Podríamos considerar lo siguiente como el ejemplo más reconocible:
El cruce de caminos entre el "Cardo" y el "Decumanus", apoyado más tarde en toda una teoría "cosmogónica", sin embargo comenzó siendo un sistema de replanteo geométrico para las trazas de un asentamiento provisional, como eran los campamentos militares de las legiones romanas.
La propia intención civilizadora del imperio, y su espíritu filosófico -en la relación profunda entre los dioses y los hombres- enriquecieron este hallazgo, convirtiéndolo en universal, cuando sobre estos ejes situaron el mundo conquistado (si trazáramos, sobre un mapa del Mediterráneo, la línea que une Efeso, siendo este el extremo oriente del territorio imperial, con el "Finis Terrae", ésta, pasaría por Roma; ¿y no era Roma en aquel tiempo la "Plaza del Mundo"? )
Aunque el foro se situaba en las primeras ciudades romanas, en las afueras (de ahí su nombre) y se destinaba a las actividades mercantiles, con el tiempo comenzó a dedicarse a las actividades políticas y administrativas, por lo que las ciudades romanas más recientes comenzaron a crear plazas públicas en la intersección del Cardo Maximus (N-S) con el Decumanus Maximus (E-O).

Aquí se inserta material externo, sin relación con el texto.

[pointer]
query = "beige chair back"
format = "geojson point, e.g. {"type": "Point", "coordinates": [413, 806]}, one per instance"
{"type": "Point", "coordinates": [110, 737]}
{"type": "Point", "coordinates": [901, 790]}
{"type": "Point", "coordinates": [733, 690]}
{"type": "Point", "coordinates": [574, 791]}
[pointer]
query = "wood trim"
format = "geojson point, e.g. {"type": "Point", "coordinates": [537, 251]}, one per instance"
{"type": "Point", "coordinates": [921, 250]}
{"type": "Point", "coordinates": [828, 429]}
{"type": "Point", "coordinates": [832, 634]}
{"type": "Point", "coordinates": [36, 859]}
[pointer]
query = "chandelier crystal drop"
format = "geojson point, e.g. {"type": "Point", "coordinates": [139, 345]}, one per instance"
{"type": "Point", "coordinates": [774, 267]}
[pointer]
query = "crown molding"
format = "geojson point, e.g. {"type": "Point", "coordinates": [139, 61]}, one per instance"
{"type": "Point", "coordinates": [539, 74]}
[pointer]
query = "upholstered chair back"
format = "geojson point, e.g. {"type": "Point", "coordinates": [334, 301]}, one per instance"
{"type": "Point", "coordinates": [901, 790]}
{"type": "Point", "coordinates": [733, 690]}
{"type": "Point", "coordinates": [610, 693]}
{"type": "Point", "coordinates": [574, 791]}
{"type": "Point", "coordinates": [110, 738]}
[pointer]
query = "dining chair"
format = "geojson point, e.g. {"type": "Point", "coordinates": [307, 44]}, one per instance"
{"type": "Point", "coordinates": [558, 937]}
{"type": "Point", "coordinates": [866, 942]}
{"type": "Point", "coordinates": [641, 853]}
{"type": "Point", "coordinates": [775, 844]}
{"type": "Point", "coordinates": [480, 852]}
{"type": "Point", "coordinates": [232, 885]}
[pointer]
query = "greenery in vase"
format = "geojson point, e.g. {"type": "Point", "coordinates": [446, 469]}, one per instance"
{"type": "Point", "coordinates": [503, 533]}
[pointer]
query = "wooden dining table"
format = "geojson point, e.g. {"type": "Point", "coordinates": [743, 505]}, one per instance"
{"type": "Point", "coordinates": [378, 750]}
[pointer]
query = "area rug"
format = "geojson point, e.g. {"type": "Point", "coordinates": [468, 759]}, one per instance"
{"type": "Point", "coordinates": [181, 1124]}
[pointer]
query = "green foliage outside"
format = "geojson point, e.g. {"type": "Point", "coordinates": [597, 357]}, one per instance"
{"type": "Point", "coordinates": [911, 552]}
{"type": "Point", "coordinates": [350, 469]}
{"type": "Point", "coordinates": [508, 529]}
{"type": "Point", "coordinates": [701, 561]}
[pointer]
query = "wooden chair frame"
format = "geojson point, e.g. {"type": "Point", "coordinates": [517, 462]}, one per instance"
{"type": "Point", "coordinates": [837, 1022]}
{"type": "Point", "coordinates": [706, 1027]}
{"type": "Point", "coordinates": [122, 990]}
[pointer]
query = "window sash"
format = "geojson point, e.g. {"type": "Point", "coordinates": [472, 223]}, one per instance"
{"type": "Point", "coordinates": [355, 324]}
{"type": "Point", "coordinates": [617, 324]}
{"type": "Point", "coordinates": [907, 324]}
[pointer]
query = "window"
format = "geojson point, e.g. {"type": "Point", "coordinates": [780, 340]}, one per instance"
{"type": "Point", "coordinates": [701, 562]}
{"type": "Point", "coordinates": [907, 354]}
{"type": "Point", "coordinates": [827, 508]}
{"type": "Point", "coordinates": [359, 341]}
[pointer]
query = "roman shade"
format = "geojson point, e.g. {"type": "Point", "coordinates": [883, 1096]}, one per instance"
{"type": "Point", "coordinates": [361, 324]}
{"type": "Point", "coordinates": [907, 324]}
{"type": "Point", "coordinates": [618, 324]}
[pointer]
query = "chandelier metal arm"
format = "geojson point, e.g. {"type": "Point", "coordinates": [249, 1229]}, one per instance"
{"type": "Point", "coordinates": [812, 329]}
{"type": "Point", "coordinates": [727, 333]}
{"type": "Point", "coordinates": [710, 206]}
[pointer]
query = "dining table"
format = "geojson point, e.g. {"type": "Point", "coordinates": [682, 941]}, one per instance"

Esta idea fue tomada después, por las Ordenanzas de Felipe II para la fundación y organización urbanística de la mayor parte de las ciudades de América.
Como antes comentaba, el espíritu colonizador de Roma acabó por convertir en "Urbes" estos asentamientos y las legiones fueron sustituidas por ciudadanos, que decidieron llenar de significado humano a este punto central del trazado. Así, el contacto entre los dos ejes ortogonales se convertía a la vez en origen y referencia de todas las tensiones urbanas. Allí se establecerían los espacios públicos representativos y los lugares en los que se desarrollaba la convivencia: Foros, Senados, Templos, etc.; siendo común siempre la intención de convertir este ámbito en el símbolo de la relación entre los ciudadanos.
Es pues fundamental que fijemos esta tesis preliminar para comprender que fue, el propio ser social, el que adoptó y propició este punto como metáfora universal de "Convivencia", pues era allí, precisamente, donde quería entrar en contacto con sus vecinos, para compartir su tiempo y sus conocimientos; llegando incluso a definir física y literalmente "cómo" debía ser su forma.
En la actualidad, cuando Administraciones, Arquitectos y Urbanistas se plantean la necesidad de intervenir en las ciudades, tienden a menospreciar e ignorar semejante principio; propiciando resultados erróneos y poco adecuados. Es por ello que debemos refrescar las ideas originales de nuestra cultura urbana; revalorizar aquellas que hicieron avanzar al ser humano cuando entendieron que era esa convivencia la que permitía alcanzar periodos de paz y desarrollo social; la misma, que en su ausencia, hacía replantear al ser humano la manera de volver a disfrutarla.
En efecto, "La Plaza" es símbolo y metáfora asimilada por el pueblo; que posee la virtud de ser materializada y experimentada, en favor de éste; para convertirlo en sociedad; una sociedad que carecería de sentido si uno de los pilares básicos en que se sostiene: La Convivencia, fuera descalzado a base de ignorancia o miopía de todos los actores que intervienen en este acto fundamental: Definir y construir la Ciudad ... para la Relación entre los Ciudadanos.